De rechtbank dient te beoordelen of er sprake is van gewijzigde omstandigheden. Gelet op al het voorgaande is er sprake van wijziging van omstandigheden. De rechtbank acht een wijziging van de omgangsregeling in het belang van de kinderen en zal een omgangsregeling tussen vader en de kinderen vaststellen zoals door de moeder verzocht. De vader heeft ter zitting desgevraagd medegedeeld, dat hij de weekendregeling niet altijd kan nakomen in verband met zijn werk. De rechtbank overweegt dienaangaande dat de vader tijdig aan de moeder kenbaar moet maken indien werkverplichtingen omgang onmogelijk maakt.

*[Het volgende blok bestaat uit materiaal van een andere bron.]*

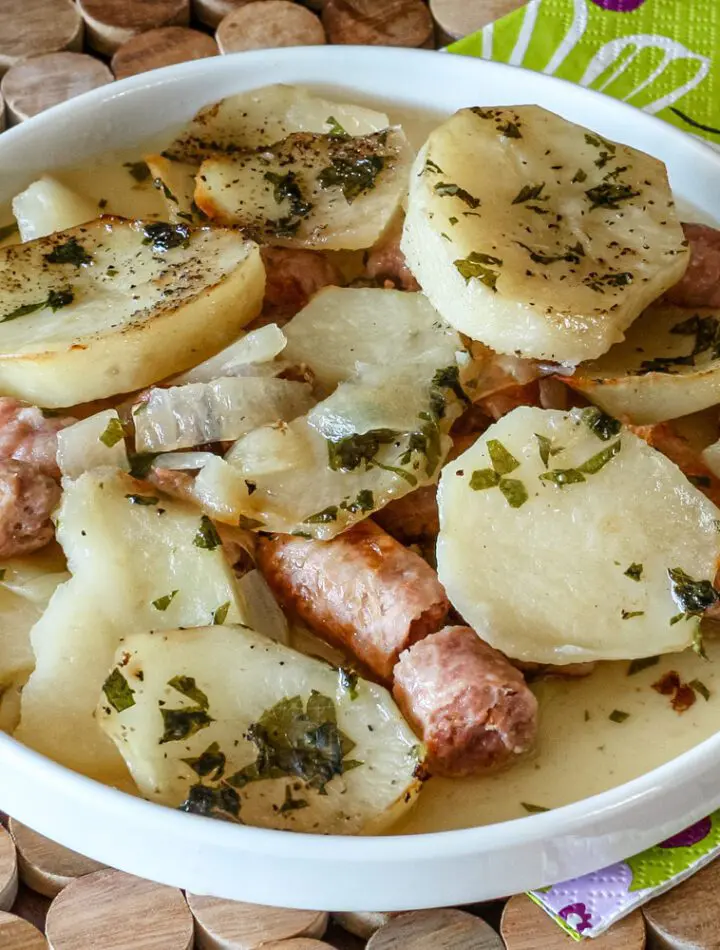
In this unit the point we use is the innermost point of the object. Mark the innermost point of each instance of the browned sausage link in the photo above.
(28, 436)
(27, 498)
(292, 277)
(700, 286)
(362, 590)
(471, 707)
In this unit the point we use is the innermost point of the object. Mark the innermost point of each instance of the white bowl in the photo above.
(389, 873)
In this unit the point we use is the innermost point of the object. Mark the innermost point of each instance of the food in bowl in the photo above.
(233, 413)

5.6. De rechtbank acht termen aanwezig om de proceskosten tussen de ouders te compenseren.
6. De beslissing
De rechtbank:
6.1. verleent de moeder toestemming met de minderjarigen:
[minderjarige 1], geboren te [geboorteplaats] op [geboortedatum] 1999,
[minderjarige 2], geboren te [geboorteplaats] op [geboortedatum] 2001,
te verhuizen naar Leuven (België);
6.2. verklaart voor recht dat voornoemde minderjarigen, ook na de verhuizing naar Leuven (België), hun hoofdverblijfplaats bij de moeder zullen behouden;
6.3. wijzigt de uitspraak van deze rechtbank van 8 september 2004 wat betreft de omgangsregeling tussen voornoemde minderjarigen en de vader als volgt:
- éénmaal per veertien dagen van vrijdagavond 19.00 uur tot zondagavond 18.00 uur;
- de helft van de schoolvakanties en de helft van de feestdagen;
De moeder zal de minderjarigen naar de vader brengen en bij de vader ophalen;
6.4. verklaart deze beschikking uitvoerbaar bij voorraad;
6.5. compenseert de proceskosten tussen partijen in die zin dat elk van hen de eigen kosten draagt;
6.6. wijst af het meer of anders verzochte;
Deze beschikking is gegeven door mr. P.C.G. Brants en ter openbare terechtzitting van
9 september 2009 uitgesproken, in tegenwoordigheid van de griffier.
DT
Tegen deze uitspraak kan beroep worden ingesteld door indiening van een beroepschrift bij het gerechtshof te 's-Hertogenbosch door verzoeker en degenen aan wie een afschrift van deze uitspraak is verstrekt of verzonden, binnen drie maanden na de dag van deze uitspraak; door andere belanghebbenden binnen drie maanden na de betekening van de uitspraak of nadat de uitspraak hun op andere wijze bekend is geworden.